The URL slug is the tell. EinsteinOptOut is what the page is called inside the Salesforce codebase. Einstein — the older generation of Salesforce ML — has been opt-out by default for years , and Salesforce explained it as "global models" trained on anonymised, aggregated customer data: opt out, get less useful Einstein for small datasets. That trade was self-contained. Two of the three bullets currently on the page are not about Einstein. They are about improving Salesforce as a product, and conducting R&D for new services. The page absorbed them. The URL did not change.
The default is on. Inaction is consent. Most admins running a Salesforce org will never visit Setup → Opt Out of Customer Data Access once, let alone often enough to notice that the scope of what they were consenting to has widened. The mechanism is old. Adobe, Zoom, and Slack all walked into the same trap inside about a year of each other, and in each case the company's response was a clarifying blog post written after the screenshot had already gone around. The shape of the page above is the shape that broke trust for those companies.
The framing is asymmetric. The yellow-highlighted warning describes the cost of turning the toggle off — slower support, narrower carve-outs, employees who can no longer view your data outside a support case. There is no equivalent yellow-highlighted disclosure on the toggle-on side describing what happens when the toggle stays on. The path of least UX resistance points one way only.
The criticism worth making here is narrow. Salesforce's Trust documentation is clear that the data feeding global predictive models is anonymised and aggregated, and the Einstein Trust Layer is genuinely better-designed than what most enterprise SaaS shipped during the LLM rush. The complaint is not that Salesforce is selling customer data, or that raw CRM rows are being fed into a training pipeline. The complaint is about the page above.
That page used to be a narrow opt-out for Einstein global models. Today it is a consent form covering AI training, product improvement, and R&D into new services — with the toggle default-on, and a yellow-highlighted disclosure that only describes the cost of switching it off. Each of those changes is small. The pattern they form is not.
It is happening now because Salesforce needs it to. As I argued in the last post , Headless 360 is asking customers to do less inside Salesforce — which makes the data inside Salesforce more strategically valuable to Salesforce, not less. When seats are softening and the UI is becoming optional, the data has to do more work to keep the platform priced where it's priced. Default-off AI training is something a vendor ships from strength.
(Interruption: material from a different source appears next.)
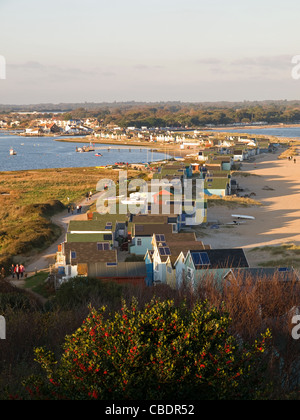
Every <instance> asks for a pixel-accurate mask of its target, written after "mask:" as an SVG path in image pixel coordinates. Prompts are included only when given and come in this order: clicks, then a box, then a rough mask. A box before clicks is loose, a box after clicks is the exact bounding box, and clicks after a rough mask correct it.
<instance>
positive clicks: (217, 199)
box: [205, 195, 262, 208]
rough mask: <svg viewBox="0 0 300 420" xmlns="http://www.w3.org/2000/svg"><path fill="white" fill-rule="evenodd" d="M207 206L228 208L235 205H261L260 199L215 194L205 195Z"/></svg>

That isn't where Salesforce is.
I have been close enough to this platform for long enough to feel the difference. The Salesforce that built a category by tuning every default for the most cautious customer in the room is not the Salesforce that ships this page. The gap between the trust the brand still claims and the trust the default state actually expresses is the part of the story worth naming. The data practices may be defensible. The defaults aren't.